Our firm also has extensive experience utilizing pumps to effectively dewater a particular area allowing for infrastructure expansion or repairs to be made. Dewatering is the process of creating a temporary localized depression in a given water table thus allowing for underground civil construction projects to take place in a safe and dry condition. Our firm analyzes the geology of the given area and then develops a pumping system application that pumps continuously until a sufficient drawdown of the water table occurs. Pumps are required for any dewatering project required by civil construction and infrastructure repairs and/or expansion.
I would argue that the sewer systems of our communities is in need of the most attention. Population growth has caused our sewers to be overtaxed, with increased flows leading to higher rates of sewer pipe degradation due to H2S. By proactively locating potential failure points, we can mitigate the costs incurred by emergency response efforts or sewer backups by investing in new sewer lines or by relining existing infrastructure. And we need to continue the effort to separate combined sewers to mitigate sewage discharge to our lakes and streams during storm events.

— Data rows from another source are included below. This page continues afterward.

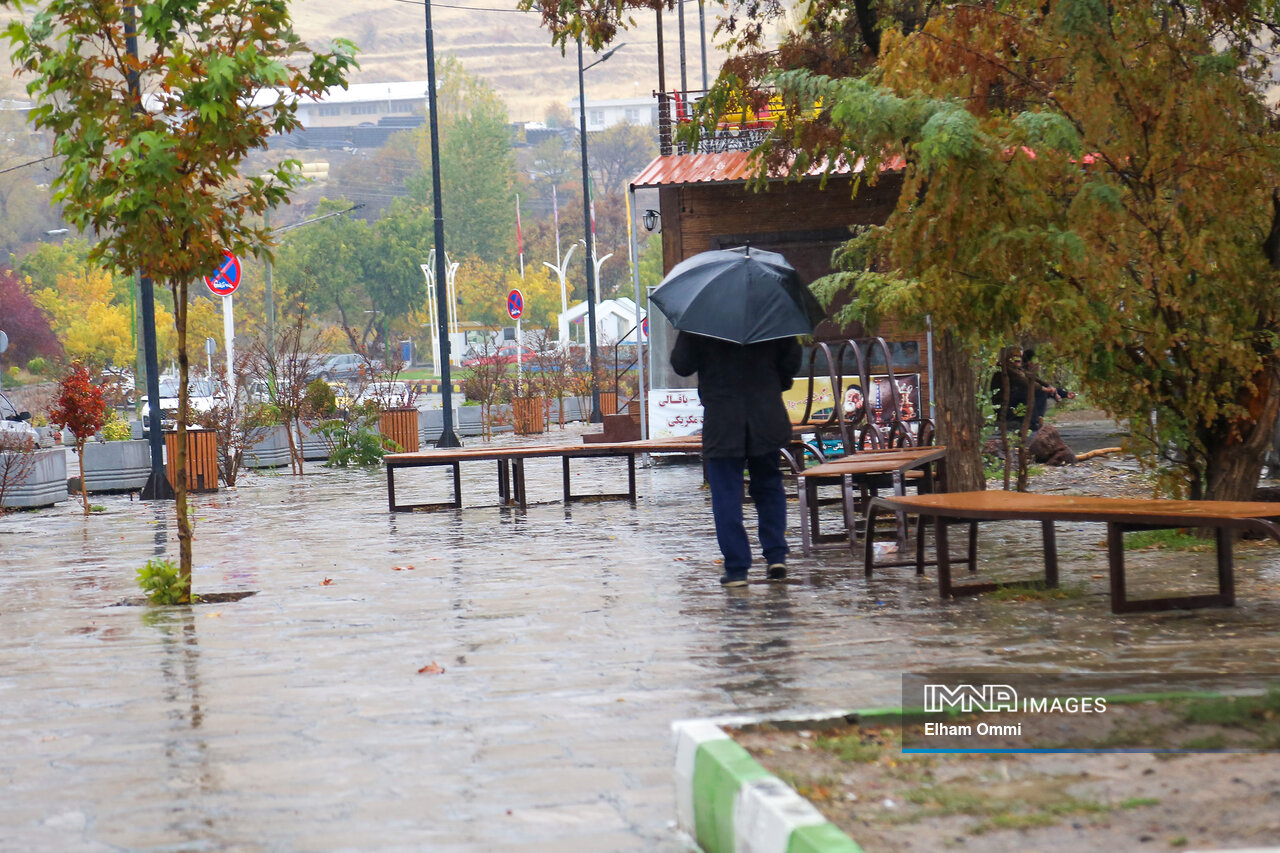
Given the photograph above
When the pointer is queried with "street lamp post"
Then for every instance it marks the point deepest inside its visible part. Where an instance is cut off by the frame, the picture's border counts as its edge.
(448, 438)
(561, 268)
(586, 226)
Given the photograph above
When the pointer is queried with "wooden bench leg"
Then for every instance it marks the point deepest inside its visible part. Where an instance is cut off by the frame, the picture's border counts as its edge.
(1050, 555)
(1120, 602)
(503, 482)
(944, 556)
(803, 498)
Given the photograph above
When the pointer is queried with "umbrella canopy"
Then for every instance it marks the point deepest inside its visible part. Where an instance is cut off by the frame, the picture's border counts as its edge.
(740, 295)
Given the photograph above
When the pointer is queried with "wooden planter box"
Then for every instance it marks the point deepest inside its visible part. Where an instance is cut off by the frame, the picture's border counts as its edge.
(269, 451)
(201, 460)
(401, 427)
(115, 466)
(529, 415)
(45, 484)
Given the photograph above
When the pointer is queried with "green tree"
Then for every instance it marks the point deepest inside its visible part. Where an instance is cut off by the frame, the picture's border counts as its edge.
(1078, 195)
(355, 274)
(476, 168)
(617, 154)
(26, 211)
(1069, 174)
(151, 141)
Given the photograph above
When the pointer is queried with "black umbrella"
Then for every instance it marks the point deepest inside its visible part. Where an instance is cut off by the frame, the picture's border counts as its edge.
(740, 295)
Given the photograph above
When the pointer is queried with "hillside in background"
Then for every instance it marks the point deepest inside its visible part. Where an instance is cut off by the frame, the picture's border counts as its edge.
(494, 41)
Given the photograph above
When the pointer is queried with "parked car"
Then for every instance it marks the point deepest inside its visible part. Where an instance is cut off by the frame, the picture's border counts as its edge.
(14, 425)
(388, 395)
(201, 396)
(347, 365)
(342, 397)
(508, 354)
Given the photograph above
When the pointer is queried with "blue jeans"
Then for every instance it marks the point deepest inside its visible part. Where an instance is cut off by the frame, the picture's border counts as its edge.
(725, 477)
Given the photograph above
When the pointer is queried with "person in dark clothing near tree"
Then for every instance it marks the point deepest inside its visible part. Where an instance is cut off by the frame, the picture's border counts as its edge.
(1023, 370)
(745, 424)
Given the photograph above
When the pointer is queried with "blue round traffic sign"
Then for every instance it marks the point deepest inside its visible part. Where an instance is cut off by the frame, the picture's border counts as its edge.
(225, 278)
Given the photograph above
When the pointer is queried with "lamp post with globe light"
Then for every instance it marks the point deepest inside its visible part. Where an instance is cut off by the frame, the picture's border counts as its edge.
(589, 256)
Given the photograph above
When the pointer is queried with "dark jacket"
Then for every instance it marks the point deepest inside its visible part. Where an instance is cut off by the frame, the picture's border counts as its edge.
(741, 392)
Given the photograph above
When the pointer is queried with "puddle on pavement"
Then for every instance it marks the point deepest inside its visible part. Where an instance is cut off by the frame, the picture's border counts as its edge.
(570, 637)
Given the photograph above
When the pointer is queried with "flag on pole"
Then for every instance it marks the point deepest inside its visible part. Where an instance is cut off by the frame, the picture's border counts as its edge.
(520, 238)
(592, 190)
(556, 215)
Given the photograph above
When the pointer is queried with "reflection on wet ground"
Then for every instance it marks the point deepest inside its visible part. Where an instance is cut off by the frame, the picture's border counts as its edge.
(568, 638)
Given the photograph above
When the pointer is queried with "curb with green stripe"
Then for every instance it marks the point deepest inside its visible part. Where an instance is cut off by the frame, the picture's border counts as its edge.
(728, 803)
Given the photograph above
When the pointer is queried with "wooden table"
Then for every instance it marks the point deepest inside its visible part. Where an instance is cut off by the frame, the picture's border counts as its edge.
(1120, 515)
(511, 466)
(859, 473)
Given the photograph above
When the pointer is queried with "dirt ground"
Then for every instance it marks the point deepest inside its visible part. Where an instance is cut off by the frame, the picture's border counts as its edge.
(894, 802)
(1137, 801)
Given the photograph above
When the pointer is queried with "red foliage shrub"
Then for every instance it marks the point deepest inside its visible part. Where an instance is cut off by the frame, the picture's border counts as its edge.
(80, 405)
(27, 327)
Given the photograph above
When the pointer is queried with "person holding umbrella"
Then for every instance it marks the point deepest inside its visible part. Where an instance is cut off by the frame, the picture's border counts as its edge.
(739, 314)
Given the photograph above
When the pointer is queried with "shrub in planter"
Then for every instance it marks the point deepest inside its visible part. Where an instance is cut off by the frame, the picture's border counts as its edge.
(80, 407)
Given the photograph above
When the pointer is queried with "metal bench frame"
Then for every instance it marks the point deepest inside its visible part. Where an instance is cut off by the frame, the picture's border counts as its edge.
(1120, 515)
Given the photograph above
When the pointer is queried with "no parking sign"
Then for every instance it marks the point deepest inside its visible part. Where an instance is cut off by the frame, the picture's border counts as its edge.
(225, 278)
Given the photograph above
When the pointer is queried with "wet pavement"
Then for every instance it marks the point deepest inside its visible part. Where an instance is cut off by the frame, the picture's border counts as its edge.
(570, 638)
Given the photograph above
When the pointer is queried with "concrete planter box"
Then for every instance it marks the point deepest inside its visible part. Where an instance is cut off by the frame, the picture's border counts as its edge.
(270, 451)
(115, 466)
(45, 486)
(314, 445)
(401, 427)
(467, 420)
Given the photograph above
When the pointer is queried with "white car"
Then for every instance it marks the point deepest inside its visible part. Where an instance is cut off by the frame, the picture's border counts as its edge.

What are you most optimistic about in 2018?
The economy seems to be responding well to current deregulation efforts as well as the generally pro-business environment we have seen in the last year. Should the current tax reform being discussed in Washington become law, I am very optimistic that the economy will expand in response, leading us to a fantastic business environment in 2018 and beyond. And I believe that with dynamic economic growth, tax revenues will actually increase for federal, state, and local government agencies, thereby helping fund the much needed infrastructure improvements and expansion at all levels.
What were the biggest lessons learned in 2017 and how will they impact the industry moving into 2018?
One of the biggest lessons learned by our firm in 2017 is how extensive the use of non-biodegradable wipes and rags – currently being flushed into the sewers – currently is and how damaging that can be to pump stations, both permanent and temporary. Our firm was able to contend with this challenge (often referred to as ragging) by designing and installing chopper blades on our pumping systems during temporary bypass pumping systems. However, this is not an easy solution for large, permanent pumping stations. I believe that as awareness increases, the industry will continue education efforts discouraging the disposal of such products to our sewer systems, while – in parallel – creative solution providers will continue to develop mechanical solutions to combat the negative impact of such products within our sewer systems.